# Bounded sequence and every convergent subsequence converges to L

Let $\{x_n\}$ be a bounded sequence such that every convergent subsequence converges to $L$. Prove that $$\lim_{n\to\infty}x_n = L.$$

The following is my proof.

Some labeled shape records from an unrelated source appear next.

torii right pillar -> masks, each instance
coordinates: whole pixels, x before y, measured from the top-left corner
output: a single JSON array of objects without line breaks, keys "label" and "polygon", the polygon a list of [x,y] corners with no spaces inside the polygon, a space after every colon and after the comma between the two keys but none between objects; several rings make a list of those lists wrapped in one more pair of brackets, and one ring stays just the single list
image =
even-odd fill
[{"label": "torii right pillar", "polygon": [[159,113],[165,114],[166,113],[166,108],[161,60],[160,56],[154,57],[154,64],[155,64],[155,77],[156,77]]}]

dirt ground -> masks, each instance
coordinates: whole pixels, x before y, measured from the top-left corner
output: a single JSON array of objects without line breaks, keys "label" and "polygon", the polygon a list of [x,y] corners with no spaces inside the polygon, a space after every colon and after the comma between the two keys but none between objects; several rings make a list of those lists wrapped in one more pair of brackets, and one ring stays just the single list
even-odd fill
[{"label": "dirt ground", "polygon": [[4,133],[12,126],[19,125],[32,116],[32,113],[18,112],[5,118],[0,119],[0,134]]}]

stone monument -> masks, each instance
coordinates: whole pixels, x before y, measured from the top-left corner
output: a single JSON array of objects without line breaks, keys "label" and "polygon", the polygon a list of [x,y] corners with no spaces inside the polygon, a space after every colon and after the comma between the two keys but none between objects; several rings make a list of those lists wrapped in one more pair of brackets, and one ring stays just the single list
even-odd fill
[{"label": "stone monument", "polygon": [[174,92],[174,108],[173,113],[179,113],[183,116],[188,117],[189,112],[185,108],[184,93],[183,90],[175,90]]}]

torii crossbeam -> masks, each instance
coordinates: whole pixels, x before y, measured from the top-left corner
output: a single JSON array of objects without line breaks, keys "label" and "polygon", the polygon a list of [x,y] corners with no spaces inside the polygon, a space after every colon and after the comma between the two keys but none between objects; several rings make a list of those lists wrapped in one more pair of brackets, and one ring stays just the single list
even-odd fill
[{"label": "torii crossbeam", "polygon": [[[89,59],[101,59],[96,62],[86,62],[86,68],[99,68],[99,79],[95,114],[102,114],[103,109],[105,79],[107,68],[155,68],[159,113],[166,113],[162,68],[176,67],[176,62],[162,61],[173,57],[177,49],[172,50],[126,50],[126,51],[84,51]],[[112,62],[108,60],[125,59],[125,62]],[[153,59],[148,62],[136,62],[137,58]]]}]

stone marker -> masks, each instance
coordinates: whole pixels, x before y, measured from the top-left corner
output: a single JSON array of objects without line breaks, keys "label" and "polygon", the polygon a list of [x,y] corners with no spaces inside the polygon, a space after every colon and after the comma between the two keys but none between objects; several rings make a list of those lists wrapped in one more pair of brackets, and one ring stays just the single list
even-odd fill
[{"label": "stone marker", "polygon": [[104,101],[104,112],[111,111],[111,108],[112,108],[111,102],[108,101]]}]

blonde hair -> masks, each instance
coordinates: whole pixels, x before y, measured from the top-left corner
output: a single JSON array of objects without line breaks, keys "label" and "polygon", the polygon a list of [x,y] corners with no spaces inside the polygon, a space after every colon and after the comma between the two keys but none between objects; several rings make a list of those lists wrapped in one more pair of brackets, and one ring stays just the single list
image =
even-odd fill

Please let me know what you think.

Prove by contradiction: ($A \wedge \lnot B$)

Let {$x_n$} be bounded, and every convergent sub-sequence converges to $L$.

Assume that $$\lim_{n\to\infty}x_n\ne L$$

Then there exists an $\epsilon>0$ such that $|x_n – L|\ge \epsilon$ for infinitely many n.

Now, there exists a sub-sequence $\{x_{n_{k}}\}$ such that $|x_{n_{k}} – L| \ge\epsilon$.

By Bolzano-Weierstrass Theorem $x{_{n{_k}}}$ has a convergent subsequence $x_{n_{k{_{l}}}}$ that does not converge to $L$.

$x_{n_{k_{l}}}$ is also a sub-sequence of the original sequence $x_n$, then this is a contradiction since every convergent sub-sequence of $x_n$ converges to $L$.

Hence the assumption is wrong.
So $\lim_{n\to\infty}x_n = L.$

#### Solutions Collecting From Web of "Bounded sequence and every convergent subsequence converges to L"

Let {$x_n$} be bounded, and every subsequence converges to L.
Assume that $lim_{n\to\infty}(x_n)\ne L$.
Then there exists an epsilon such that infinitely many $n \in N \implies |x_n – L|\ge \epsilon$
Now, there exists a subsequence $\{ x_{\Large{n_k}} \}$ such that $|x_{\Large{n_k}} – L|\ge \epsilon \quad \color{red}{(♫)}$

1. How to presage proof by contradiction? Why not a direct proof?

2. Where does $\color{red}{(♫)}$ issue from?

By Bolzano Weiertrass Theorem $\{ x_{\Large{n_k}} \}$ has a convergent subsequence $\{ x_{n_{k_l}} \}$ that doesn’t converge to L. This is a contradiction.

Why? $\{ x_{\Large{n_{k_l}}} \}$ is a sub sequence of the sub sequence $x_{\Large{n_k}}$, which was posited to converge to L.
By the agency of p 57 q2.5.1, every convergent sub sequence of $x_n$ converges to the same limit as the original sequence. So $\{ x_{\Large{n_{k_l}}} \} \to L$.